Now that spring is here, no matter how committed you are to cars, it’s hard to resist an occasional mosey or stroll. Whether you prefer ambling through the park or zigzagging down a busy sidewalk, this is a lovely time to hoof it. Lucky for us all, the history of English has plenty of rare or forgotten words for walking that will put a glide in your stride.
1. AND 2. SNAFFLE AND SOODLE
These fanciful-sounding words have no definitive origin: They probably just sounded right to someone who was sauntering, which is what they both mean. An Oxford English Dictionary (OED) example from 1821 describes someone “soodling up and down the street.”
3. NOCTAMBULATE
If you sleepwalk—or just like to stroll about after dark—you have a tendency to noctambulate, or walk around at night.
4. SNUDGE
The first sense of snudging refers to being cheap, stingy, miserly, and Scrooge-like. Such penny-pinching behavior isn’t associated with great posture, and perhaps that’s why the word later referred to walking with a bit of a stoop. An English-French dictionary from 1677 captures the essence of snudgery: “To Snudge along, or go like an old Snudge, or like one whose Head is full of business.” Snudging is a little like trudging.
5. PLODGE
The Scottish and English word plodging has been wading through the lexical muck and mire since the late 1700s, and it refers to icky, slow, molasses-type walking. Plodge is probably a variation of plod. This word isn’t totally out of use, as a 1995 use from British magazine The Countryman illustrates: “Northbound Pennine Wayfarers, plodging through the interminable peat-bogs of the North Pennines.” Even if you have a spring in your step, it’s tough to skip merrily through the peat-bogs.
6. STROAM
Do you like to stroll? Are you a fan of roaming? Then you should give stroaming a try. This is a word blend, just like brunch. In her 1796 novel Camilla, Frances Burney described a character who “stroamed into the ball-room, with the most visible marks of his unfitness for appearing in it.” The OED indicates that stroaming involves “long strides” and/or idleness, so watch your form and attitude when out on a stroam.
7. ANTEAMBULATE
This word sounds like it refers to the action of a rude ruffian: walking smack dab in front of someone. Actually, the word is as polite as a pancake: In the 1600s, anteambulate referred to walking in front of someone to show them the way, like an usher.
8. CAT-FOOT
Cats aren’t known for clomping around like Clydesdales; they’re stealthy. That’s why cat-footing refers to walking that’s more subtle and graceful than that of the average oaf.
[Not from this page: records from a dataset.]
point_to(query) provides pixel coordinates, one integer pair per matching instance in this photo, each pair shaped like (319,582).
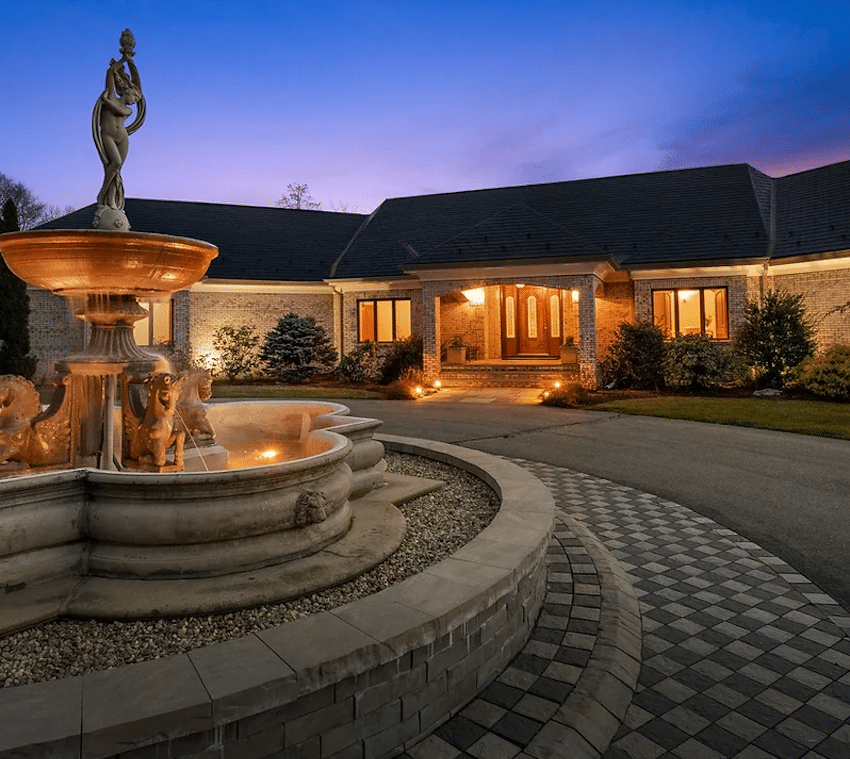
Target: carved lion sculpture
(310,508)
(159,430)
(197,387)
(19,406)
In Harry L. Wilson’s 1916 book Somewhere in Red Gap, this word appears in characteristic fashion: “…I didn't yell any more. I cat-footed. And in a minute I was up close.” Cat-footing is a requirement for a career as a cat burglar.
9. NUDDLE
Back in the 1500s, nuddle had a few meanings that congregated low to the ground: To nuddle was to push something along with your nose or nudge forward in some other horizontal manner. By the 1800s, nuddle started referring to stooped walking, the kind of non-jaunty mosey in which someone’s head is hanging low. You can hear a touch of contempt in a phrase from an 1854 glossary by A. E. Baker: “How he goes nuddling along.”
10. AREOBATE
This rare word comes to us from translations of Greek playwright Aristophanes: It literally means to walk on the air, but actually means to walk as if on air. What a perfect word for buoyant sauntering, after, say, receiving good news.
11. PEDESTRIANATE
This word has been around since the mid-1800s. Here it is in an 1864 issue of the journal Notes & Queries: “I have been pedestrianating through a corner of Oxfordshire.”
12. AND 13. SHOGGLE AND WARPLE
Since the 1500s, shoggle has been a word for various sorts of shaking—no wonder it became a word for unsteady walking in the 1800s. Zombies and toddlers are big shogglers. Another term sometimes applied to such precarious ambling is warpling.
14. OVERSUPINATE
People who jog, run, and sprint have their share of problems that slow-moving people can barely comprehend. One is oversupination. As the OED defines it, to oversupinate is “To run or walk so that the weight falls upon the outer sides of the feet to a greater extent than is necessary, desirable, etc.” A 1990 Runner’s World article gets to the crux of the problem: “It's hard to ascertain exactly what percentage of the running population oversupinates, but it's a fraction of the people who think they do.”